The people we’ve heard from in southeast Seattle take the bus to places all over the county.
Here’s a map that shows destinations that came up over and over again in our conversations. Does this reflect your own travel patterns?
Travel trends of note… Some of the people we talked to don’t live in southeast Seattle, but travel there for culturally-relevant social or health services. They live throughout the county and rely on multiple bus routes to get to these services throughout the day. Infrequent and/or unreliable service greatly affects their ability to get to appointments on time.
Another common theme expressed is people who live in southeast Seattle making frequent trips south to places like Skyway, Renton, Tukwila, White Center, and Burien to visit family and friends.
Is the service that’s currently provided – buses, Link, or alternatives – working to get people to these places? If not, how would you structure these differently to better meet the travel patterns expressed here?
Learn what others have said about their experiences with ORCA>>
Thank you for making an effort to talk to the people who actually ride these routes every day. I appreciate Metro’s interest in us riders and Metro’s willingness to go beyond what armchair critics and transit enthusiasts have to say. The online section of the survey inaccurately skews upper-class (34 used once for every 7? No way!), ruining the data for the route comparisons, but I assume Metro understands this, even as it is not mentioned in the report. The 4 needs to be expanded, not deleted. More trolley routes would be great. Thank you for the existing service that is in place, most of which is fantastic (7 being the obvious winner, with 24 hour service and a direct connection for everyone; but also the improved 8, so much better than 5 years ago, and the 106 to Georgetown. Now if we can just extend that 36 wire to Rainier Beach, and bring back service to Renton on Rainier north of Henderson…)
Seems like a very poor outreach. No one from SE Seattle travels to Bellevue?! Downtown Bellevue has a lot of jobs that provide bus passes for its employees, there are also a lot of regional shopping and services. People in the upper Rainier Valley still do not have any direct bus to Downtown Bellevue but Metro wants to talk about 42 and 4. It’s just silly. The only way to connect to an Eastside bus on I-90 is via sad old slow route 7 that no one sane takes in SE. Seems like metro reached out to the same old group of bus riders that take this outdated routes for decades. Route 4 is very outdated indeed. It terminates a few blocks away from the Mt Baker station, which makes it very pointless. But the Mt Baker station transfer itself is not well integrated. Riders have to cross a lot of traffic, wait at traffic lights… The turn around under the station is not even served by any bus…

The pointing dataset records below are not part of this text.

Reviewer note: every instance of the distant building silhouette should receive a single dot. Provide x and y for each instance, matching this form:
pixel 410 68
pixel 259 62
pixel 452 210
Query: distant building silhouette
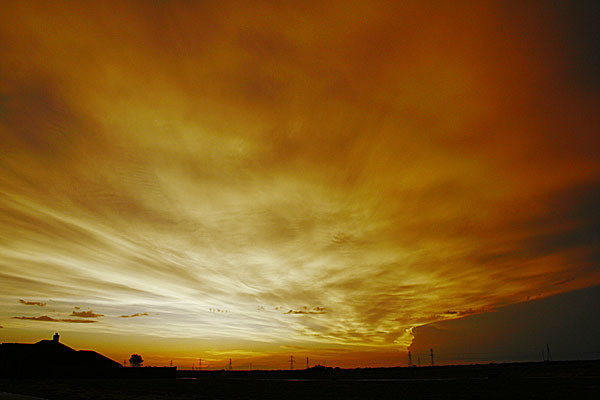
pixel 48 358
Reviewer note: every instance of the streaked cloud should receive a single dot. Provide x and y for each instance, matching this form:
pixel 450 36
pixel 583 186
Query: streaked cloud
pixel 86 314
pixel 46 318
pixel 135 315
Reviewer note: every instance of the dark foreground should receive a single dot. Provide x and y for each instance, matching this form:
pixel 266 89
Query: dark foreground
pixel 497 381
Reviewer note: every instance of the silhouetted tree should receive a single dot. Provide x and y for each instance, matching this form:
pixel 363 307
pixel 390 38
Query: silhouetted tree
pixel 136 360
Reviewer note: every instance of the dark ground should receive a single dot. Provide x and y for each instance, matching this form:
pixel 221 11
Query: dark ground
pixel 574 379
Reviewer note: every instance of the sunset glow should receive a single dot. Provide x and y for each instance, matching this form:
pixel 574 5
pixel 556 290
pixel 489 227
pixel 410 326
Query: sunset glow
pixel 220 180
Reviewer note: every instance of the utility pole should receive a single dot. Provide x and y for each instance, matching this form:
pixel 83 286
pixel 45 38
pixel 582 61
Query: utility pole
pixel 431 354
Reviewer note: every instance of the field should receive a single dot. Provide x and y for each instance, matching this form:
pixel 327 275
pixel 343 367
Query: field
pixel 492 381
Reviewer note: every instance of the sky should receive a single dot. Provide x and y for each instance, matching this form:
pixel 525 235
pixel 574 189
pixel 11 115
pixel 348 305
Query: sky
pixel 343 181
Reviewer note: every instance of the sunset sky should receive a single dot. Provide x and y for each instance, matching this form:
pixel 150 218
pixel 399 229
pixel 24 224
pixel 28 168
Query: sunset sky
pixel 254 180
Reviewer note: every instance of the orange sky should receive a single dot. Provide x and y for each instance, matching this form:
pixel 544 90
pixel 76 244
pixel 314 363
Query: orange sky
pixel 258 180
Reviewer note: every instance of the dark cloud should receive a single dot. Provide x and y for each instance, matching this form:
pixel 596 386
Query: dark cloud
pixel 518 332
pixel 50 319
pixel 32 303
pixel 86 314
pixel 135 315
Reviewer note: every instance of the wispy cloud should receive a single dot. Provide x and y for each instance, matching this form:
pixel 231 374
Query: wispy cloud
pixel 392 179
pixel 32 303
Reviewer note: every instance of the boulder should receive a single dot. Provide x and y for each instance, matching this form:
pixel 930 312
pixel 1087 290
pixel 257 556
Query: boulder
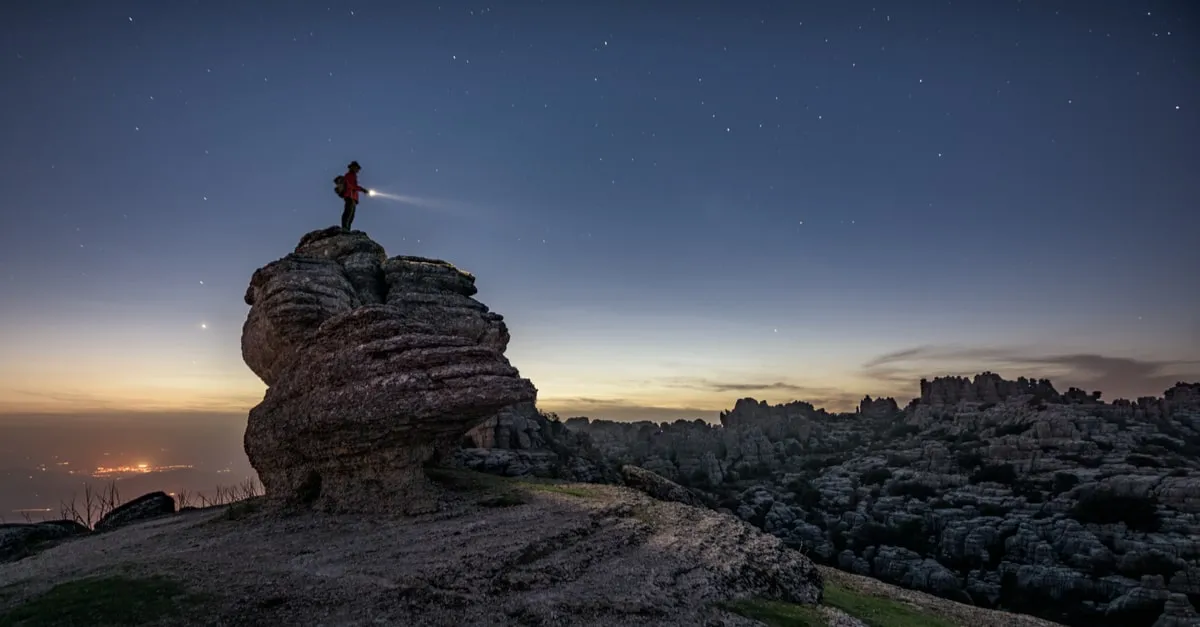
pixel 372 365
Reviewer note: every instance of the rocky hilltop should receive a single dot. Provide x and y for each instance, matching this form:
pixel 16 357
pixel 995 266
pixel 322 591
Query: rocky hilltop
pixel 373 365
pixel 984 490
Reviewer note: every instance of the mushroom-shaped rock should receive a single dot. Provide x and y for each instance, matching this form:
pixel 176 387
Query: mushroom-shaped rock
pixel 371 365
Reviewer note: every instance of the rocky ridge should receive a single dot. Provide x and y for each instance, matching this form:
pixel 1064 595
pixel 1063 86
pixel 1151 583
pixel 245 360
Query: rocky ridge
pixel 521 441
pixel 497 553
pixel 983 490
pixel 373 365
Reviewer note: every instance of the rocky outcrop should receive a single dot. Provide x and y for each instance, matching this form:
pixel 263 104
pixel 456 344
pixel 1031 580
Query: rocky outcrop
pixel 21 539
pixel 1001 493
pixel 372 365
pixel 555 554
pixel 522 441
pixel 144 507
pixel 1177 611
pixel 987 387
pixel 877 408
pixel 659 487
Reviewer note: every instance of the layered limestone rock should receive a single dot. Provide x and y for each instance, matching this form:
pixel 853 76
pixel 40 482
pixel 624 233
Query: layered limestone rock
pixel 522 441
pixel 372 364
pixel 1000 493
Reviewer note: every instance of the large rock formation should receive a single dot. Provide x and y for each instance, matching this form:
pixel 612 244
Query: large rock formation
pixel 1000 493
pixel 499 553
pixel 372 364
pixel 522 441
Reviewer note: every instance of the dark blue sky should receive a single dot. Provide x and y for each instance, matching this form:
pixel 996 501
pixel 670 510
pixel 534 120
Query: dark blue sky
pixel 672 204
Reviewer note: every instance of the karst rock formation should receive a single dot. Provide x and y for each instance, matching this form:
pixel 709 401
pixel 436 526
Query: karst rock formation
pixel 372 363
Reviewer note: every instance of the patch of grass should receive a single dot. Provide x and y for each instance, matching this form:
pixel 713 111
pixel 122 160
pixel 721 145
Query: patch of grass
pixel 873 610
pixel 241 509
pixel 503 491
pixel 105 601
pixel 879 611
pixel 503 500
pixel 570 490
pixel 778 613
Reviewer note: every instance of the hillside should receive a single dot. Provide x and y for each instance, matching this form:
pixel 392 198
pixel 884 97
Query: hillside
pixel 989 491
pixel 498 551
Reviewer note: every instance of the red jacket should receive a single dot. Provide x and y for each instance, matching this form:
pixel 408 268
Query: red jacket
pixel 352 186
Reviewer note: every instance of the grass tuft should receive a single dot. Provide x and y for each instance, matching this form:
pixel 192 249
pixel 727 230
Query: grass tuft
pixel 503 491
pixel 105 601
pixel 875 611
pixel 778 613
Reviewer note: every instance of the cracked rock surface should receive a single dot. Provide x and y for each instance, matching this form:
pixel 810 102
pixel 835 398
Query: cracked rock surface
pixel 372 364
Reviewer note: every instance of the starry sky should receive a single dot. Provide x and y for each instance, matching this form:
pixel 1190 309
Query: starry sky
pixel 673 204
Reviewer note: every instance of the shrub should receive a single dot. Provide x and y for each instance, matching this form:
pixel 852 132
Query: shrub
pixel 1063 482
pixel 875 476
pixel 1002 473
pixel 904 430
pixel 1143 461
pixel 970 459
pixel 1103 507
pixel 1012 429
pixel 1150 563
pixel 913 490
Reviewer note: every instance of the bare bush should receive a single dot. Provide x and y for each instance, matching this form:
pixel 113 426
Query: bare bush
pixel 95 503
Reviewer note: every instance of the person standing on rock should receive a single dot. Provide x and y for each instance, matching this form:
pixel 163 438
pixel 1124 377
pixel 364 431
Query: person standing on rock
pixel 347 186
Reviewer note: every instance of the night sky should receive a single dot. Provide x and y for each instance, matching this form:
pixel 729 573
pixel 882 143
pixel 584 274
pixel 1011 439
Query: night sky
pixel 672 204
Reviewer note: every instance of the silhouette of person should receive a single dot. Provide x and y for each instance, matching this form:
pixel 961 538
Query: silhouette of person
pixel 349 193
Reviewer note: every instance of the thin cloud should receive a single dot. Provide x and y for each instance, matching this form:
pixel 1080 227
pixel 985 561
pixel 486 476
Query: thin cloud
pixel 1115 376
pixel 624 411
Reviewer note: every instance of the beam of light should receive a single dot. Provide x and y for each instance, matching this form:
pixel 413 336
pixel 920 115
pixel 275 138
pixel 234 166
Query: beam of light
pixel 444 207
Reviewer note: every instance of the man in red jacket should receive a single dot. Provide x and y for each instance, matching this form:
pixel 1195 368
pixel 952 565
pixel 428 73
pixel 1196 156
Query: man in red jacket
pixel 351 190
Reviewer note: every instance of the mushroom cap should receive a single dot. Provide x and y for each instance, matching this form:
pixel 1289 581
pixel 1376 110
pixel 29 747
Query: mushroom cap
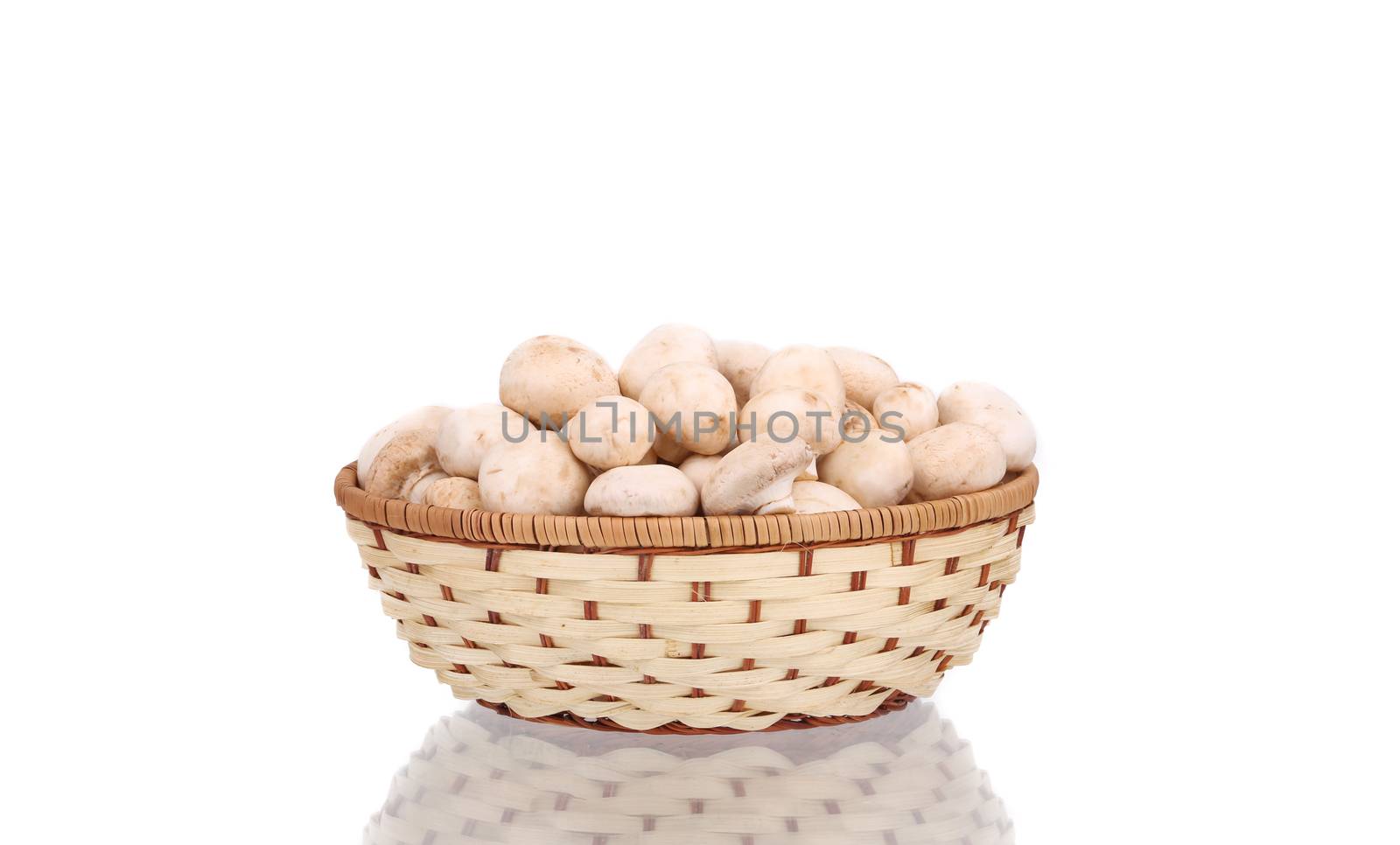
pixel 420 487
pixel 553 375
pixel 454 492
pixel 858 422
pixel 700 398
pixel 874 471
pixel 665 448
pixel 984 405
pixel 912 408
pixel 657 490
pixel 536 476
pixel 755 478
pixel 429 416
pixel 816 497
pixel 865 377
pixel 805 367
pixel 697 467
pixel 739 361
pixel 401 464
pixel 671 343
pixel 611 431
pixel 468 434
pixel 956 459
pixel 779 415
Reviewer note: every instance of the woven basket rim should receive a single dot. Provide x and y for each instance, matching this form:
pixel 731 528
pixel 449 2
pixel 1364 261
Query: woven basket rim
pixel 678 534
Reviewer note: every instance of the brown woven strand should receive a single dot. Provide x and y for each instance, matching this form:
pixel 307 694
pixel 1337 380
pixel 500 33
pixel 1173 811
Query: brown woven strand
pixel 847 625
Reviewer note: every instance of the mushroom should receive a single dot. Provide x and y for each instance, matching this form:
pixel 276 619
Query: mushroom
pixel 693 405
pixel 875 471
pixel 986 406
pixel 657 490
pixel 697 467
pixel 552 377
pixel 816 497
pixel 427 417
pixel 755 478
pixel 907 408
pixel 420 487
pixel 468 434
pixel 865 377
pixel 611 431
pixel 739 361
pixel 791 412
pixel 454 492
pixel 956 459
pixel 802 367
pixel 672 343
pixel 665 448
pixel 538 474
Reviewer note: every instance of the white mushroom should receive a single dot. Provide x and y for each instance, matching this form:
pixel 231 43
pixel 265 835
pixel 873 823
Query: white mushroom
pixel 755 478
pixel 454 492
pixel 697 467
pixel 427 417
pixel 986 406
pixel 555 377
pixel 693 403
pixel 468 434
pixel 906 408
pixel 419 492
pixel 536 476
pixel 655 490
pixel 791 412
pixel 805 367
pixel 611 431
pixel 816 497
pixel 672 343
pixel 956 459
pixel 665 448
pixel 739 361
pixel 875 471
pixel 865 377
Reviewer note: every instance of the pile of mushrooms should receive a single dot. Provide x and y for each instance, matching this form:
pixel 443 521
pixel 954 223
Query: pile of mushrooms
pixel 688 425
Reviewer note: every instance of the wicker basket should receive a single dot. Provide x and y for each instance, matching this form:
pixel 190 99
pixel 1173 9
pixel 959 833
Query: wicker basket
pixel 693 625
pixel 478 779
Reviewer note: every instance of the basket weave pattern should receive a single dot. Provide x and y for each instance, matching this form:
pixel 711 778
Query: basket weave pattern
pixel 696 639
pixel 909 779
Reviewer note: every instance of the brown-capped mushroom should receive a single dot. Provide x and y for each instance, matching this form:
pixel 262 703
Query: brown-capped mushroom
pixel 468 434
pixel 807 367
pixel 536 476
pixel 611 431
pixel 672 343
pixel 739 361
pixel 907 408
pixel 454 492
pixel 693 403
pixel 427 419
pixel 816 497
pixel 875 471
pixel 552 375
pixel 657 490
pixel 956 459
pixel 865 377
pixel 755 478
pixel 986 406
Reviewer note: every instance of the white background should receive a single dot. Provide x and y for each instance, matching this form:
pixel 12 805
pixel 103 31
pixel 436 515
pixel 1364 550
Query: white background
pixel 240 237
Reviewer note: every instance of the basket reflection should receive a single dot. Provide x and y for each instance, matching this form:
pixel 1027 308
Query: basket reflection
pixel 485 779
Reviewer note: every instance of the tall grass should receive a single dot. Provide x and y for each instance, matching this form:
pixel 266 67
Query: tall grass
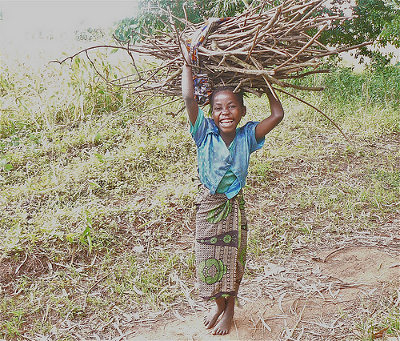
pixel 96 192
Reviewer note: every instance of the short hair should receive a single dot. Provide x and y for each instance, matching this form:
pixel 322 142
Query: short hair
pixel 239 94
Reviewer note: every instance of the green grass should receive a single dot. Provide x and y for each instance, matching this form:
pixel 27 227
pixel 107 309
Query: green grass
pixel 97 195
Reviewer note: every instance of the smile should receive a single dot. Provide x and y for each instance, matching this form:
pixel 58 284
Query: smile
pixel 225 123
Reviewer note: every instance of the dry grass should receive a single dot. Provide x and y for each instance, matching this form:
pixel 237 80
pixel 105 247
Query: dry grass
pixel 97 203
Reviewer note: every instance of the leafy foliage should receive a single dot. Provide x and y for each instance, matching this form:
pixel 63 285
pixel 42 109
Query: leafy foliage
pixel 374 20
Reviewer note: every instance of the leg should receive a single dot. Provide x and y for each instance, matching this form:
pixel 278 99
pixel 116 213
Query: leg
pixel 224 326
pixel 211 318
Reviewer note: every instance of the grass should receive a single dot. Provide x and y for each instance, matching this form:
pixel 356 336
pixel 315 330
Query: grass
pixel 97 194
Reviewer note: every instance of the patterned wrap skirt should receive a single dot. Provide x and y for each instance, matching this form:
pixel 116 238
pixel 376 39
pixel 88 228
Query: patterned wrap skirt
pixel 220 245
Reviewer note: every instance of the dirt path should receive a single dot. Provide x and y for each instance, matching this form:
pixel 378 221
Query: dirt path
pixel 314 295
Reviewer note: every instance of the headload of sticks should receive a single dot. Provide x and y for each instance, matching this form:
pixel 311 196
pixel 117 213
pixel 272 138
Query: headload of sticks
pixel 253 51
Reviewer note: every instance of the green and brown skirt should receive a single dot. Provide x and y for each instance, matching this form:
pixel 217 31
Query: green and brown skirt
pixel 220 246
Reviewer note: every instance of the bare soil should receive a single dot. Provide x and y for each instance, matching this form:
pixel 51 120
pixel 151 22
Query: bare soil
pixel 315 294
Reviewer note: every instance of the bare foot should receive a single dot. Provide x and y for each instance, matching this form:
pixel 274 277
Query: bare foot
pixel 212 317
pixel 224 326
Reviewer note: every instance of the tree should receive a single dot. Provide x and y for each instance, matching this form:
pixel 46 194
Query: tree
pixel 373 20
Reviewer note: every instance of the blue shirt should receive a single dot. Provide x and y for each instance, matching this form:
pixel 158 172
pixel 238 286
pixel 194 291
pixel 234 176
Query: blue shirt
pixel 215 159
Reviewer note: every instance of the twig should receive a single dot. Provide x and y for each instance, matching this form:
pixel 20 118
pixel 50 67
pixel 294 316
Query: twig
pixel 315 108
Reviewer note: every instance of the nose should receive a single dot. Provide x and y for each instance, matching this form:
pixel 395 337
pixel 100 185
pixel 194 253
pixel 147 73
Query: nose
pixel 225 110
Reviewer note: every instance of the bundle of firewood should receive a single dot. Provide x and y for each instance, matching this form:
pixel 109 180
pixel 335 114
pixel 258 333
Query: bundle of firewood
pixel 253 51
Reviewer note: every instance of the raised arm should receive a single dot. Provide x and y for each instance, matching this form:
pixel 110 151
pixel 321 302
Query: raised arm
pixel 188 93
pixel 277 113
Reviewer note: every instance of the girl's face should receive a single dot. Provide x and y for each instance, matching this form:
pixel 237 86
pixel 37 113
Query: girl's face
pixel 227 111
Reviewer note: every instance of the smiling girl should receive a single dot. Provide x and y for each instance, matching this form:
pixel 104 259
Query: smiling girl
pixel 223 153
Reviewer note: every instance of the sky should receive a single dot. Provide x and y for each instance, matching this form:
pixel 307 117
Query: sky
pixel 35 26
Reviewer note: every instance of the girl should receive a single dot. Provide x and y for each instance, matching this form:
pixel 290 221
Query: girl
pixel 223 153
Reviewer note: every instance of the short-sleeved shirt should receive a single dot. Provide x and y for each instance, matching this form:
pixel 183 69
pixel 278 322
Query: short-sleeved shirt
pixel 216 160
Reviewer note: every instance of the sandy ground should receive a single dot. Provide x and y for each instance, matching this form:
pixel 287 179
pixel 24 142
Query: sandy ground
pixel 315 295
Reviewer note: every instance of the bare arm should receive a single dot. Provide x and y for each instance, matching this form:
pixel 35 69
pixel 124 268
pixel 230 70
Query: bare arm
pixel 277 113
pixel 188 93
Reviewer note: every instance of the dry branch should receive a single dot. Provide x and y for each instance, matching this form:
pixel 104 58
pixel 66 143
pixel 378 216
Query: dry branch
pixel 256 49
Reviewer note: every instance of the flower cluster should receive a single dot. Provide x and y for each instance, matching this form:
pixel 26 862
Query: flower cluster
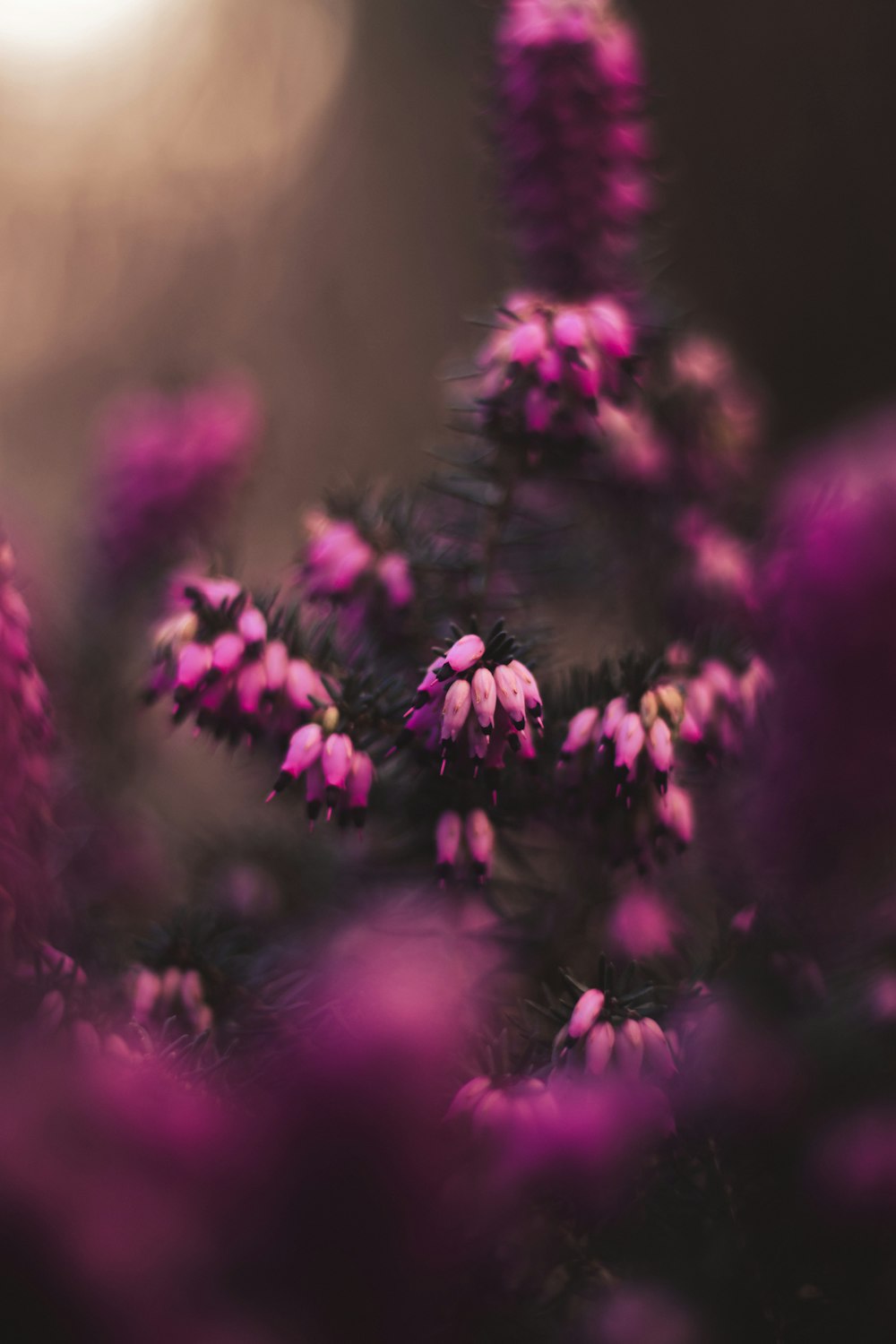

Completely disagree with the above post about route 8! Don’t even think of terminating 8 at Group Health. We do not need another route 4 that terminates shy of important destinations. The split for 8 must be Mt Baker station so we all can transfer to many other routes. However, the bus should stop right under the station, not across Rainier ave.
The biggest loss in all of this, is the new service, or no service, on Seward Park Ave. There is absolutely no safe way to walk to Rainier Ave to catch 7 or 9, or north to catch the new 50, which requires a transfer at Columbia City station anyway. Either route 9 must travel on Seward Park all the way to Rainier Beach or the new 50 should be extended south to RB light rail. There are so many empty buses on Henderson like 8 and 107. Use those bus hours for extending 50 south on Seward Park Ave S from Othello to Henderson and then to the RB light rail. Or just keep the 34!
Frankly, my main takeaway from this map is that the south part of Route 4 is completely pointless, and the service hours used to operate it could be better spent improving service on Routes 3, 8 and 48, which already provide far better connectivity from the Rainier Valley to the Central District, but suffer from inadequate frequency in the evenings and on Sundays, and horrible unreliability at other times. Metro and the city should team up to build whatever sidewalks or other pedestrian access improvements are required to give residents of Center Park the ability to use the many routes that pass close to them so they are no longer dependent on the 4 laying over at their doorstep.
Metro may need to make some far-reaching changes to the bus network to fix the reliability of the 8 and 48. How about through-routing the north part of the 48 with the 271 and making the 48-south a standalone route (and then electrifying it)? How about splitting the 8 at its former terminus at Group Health Capitol Hill? Splitting the 8 would be quite expensive, but the dramatic improvement in reliability on the MLK segment would be the best possible compensation for 42 riders finally losing their bus. The 48-271 idea probably wouldn’t cost much at all.
Keeping underperforming legacy routes like the 42 and 4-south is a politically easy band-aid for the inadequacies of Metro’s trunk routes in southeast Seattle, but ultimately it short changes the vast majority of riders and potential riders. Metro needs to move beyond band-aids and start fixing the chronic, underlying problems with its bus network. Deleting the 42 is a step in that direction, but Metro’s removal of the 3 and 4 changes from the Fall restructure is a terrible missed opportunity.